II- O assalariado só seria inscrito no Regime do Fundo de Pensões se, à data da entrada em vigor do DL n. 115/85/M, de 31/12 (Estatuto de Aposentação e Sobrevivência) estivesse a descontar para a aposentação. E com o advento do DL 87/89/M, de 21/12 (Estatuto dos Trabalhadores da Administração Pública de Macau) mantinha o direito à aposentação desde que estivessem inscritos no Fundo.
III- O contratado além do quadro, segundo o n.5 do art. 259º do ETAPM era inscrito automaticamente no Fundo, a não ser que no acto da assinatura do instrumento contratual declarasse expressamente que não queria proceder a descontos. Com a nova redacção introduzida pela Lei n. 11/92/M, de 17/08 só mediante manifestação de vontade do contratado era possível a sua inscrição, o que devia ser feito no prazo peremptório de 60 dias após a assinatura do respectivo instrumento.
IV- A inexistência de requerimento nesse sentido por parte de um trabalhador da A.P. além do quadro, contratado já sob o domínio da nova redacção, implica a não aquisição do direito, bem como a não recuperação do tempo decorrido sem descontos através de requerimento posterior com vista ao mesmo fim, a não ser que lei posterior (o que não acontece) lhe viesse conceder retroactivamente a aquisição do direito.

Processo n. 488/2009
(Recurso Jurisdicional em matéria administrativa)
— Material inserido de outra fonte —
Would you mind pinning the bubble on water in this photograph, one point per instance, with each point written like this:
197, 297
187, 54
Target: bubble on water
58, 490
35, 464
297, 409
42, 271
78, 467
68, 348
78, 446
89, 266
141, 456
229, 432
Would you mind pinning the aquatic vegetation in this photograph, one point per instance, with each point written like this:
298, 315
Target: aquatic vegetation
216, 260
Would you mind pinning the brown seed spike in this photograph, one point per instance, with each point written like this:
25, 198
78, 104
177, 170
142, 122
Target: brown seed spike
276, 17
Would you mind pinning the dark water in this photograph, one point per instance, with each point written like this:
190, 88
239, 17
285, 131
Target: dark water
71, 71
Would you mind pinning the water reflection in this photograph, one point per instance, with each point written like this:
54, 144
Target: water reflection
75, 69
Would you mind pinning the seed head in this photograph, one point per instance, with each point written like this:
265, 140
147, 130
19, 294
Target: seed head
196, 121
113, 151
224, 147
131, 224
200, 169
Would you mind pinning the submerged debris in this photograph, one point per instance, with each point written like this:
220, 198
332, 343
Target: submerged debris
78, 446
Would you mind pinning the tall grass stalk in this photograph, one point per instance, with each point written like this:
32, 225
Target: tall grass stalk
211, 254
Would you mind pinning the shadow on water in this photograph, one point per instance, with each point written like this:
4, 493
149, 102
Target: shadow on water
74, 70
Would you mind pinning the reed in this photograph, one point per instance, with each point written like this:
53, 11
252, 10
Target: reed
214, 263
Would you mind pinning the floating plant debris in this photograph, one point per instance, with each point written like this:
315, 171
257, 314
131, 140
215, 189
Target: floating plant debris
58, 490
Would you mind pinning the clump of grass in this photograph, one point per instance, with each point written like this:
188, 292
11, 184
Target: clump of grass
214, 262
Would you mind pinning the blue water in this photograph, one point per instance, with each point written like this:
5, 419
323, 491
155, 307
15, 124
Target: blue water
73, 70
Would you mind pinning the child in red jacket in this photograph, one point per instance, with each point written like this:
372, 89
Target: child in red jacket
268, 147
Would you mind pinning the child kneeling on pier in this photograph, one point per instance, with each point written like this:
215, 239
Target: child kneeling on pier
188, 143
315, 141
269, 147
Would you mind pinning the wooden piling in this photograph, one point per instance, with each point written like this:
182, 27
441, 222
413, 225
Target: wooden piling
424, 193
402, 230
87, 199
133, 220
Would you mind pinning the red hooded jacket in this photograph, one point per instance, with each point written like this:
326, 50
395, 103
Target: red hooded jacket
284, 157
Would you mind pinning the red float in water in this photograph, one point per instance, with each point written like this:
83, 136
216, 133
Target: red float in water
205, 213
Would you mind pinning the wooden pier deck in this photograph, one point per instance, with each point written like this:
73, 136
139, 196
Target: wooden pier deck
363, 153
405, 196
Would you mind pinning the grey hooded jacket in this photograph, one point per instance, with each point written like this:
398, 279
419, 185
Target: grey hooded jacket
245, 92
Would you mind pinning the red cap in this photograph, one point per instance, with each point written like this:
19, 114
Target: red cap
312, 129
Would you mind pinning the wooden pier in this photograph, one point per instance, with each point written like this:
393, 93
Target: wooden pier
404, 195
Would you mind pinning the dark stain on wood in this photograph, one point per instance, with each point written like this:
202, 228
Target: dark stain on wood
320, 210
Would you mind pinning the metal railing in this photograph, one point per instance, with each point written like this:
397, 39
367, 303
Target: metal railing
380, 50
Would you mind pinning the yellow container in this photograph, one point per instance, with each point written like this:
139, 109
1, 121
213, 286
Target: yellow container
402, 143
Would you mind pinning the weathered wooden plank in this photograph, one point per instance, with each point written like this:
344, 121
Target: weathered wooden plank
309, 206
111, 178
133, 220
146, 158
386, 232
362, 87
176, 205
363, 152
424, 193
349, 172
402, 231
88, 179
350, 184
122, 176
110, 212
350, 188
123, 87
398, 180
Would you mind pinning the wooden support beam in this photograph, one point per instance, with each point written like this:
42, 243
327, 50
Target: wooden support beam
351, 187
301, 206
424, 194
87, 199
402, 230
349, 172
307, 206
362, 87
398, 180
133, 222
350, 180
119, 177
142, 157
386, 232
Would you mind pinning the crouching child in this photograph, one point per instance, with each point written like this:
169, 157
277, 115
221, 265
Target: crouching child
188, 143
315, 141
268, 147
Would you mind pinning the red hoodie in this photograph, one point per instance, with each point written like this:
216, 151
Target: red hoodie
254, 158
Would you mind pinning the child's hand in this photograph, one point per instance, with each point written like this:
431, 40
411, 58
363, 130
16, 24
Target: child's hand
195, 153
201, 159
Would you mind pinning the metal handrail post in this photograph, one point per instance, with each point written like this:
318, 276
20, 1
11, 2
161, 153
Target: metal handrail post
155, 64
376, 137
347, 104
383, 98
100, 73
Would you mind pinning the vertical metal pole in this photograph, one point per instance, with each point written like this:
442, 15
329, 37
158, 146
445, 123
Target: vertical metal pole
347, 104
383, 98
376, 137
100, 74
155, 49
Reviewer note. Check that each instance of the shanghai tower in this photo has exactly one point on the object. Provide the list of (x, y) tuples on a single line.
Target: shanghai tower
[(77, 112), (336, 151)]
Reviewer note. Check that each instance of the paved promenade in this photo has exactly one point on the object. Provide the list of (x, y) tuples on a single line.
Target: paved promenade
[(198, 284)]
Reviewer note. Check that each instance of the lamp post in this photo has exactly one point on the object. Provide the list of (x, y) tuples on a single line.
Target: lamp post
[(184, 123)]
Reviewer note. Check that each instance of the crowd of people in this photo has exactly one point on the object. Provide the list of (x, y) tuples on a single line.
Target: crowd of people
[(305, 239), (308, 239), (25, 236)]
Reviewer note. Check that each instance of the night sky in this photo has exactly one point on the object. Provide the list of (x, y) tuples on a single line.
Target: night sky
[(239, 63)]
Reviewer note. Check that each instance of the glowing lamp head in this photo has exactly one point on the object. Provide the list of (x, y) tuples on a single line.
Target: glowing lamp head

Acordam no Tribunal de Segunda Instância da RAEM
I- Relatório

A, com os demais sinais dos autos, recorreu contenciosamente da deliberação do Conselho de Administração do Fundo de Pensões de 3/10/2007, que indeferiu o recurso hierárquico e manteve o indeferimento decidido pelo seu Presidente ao pedido de 4/09/2007 de descontos para efeitos de aposentação relativamente a período pretérito decidido em 4/09/2007 pelo seu Presidente.

Na oportunidade, o Tribunal Administrativo proferiu sentença julgando improcedente o recurso.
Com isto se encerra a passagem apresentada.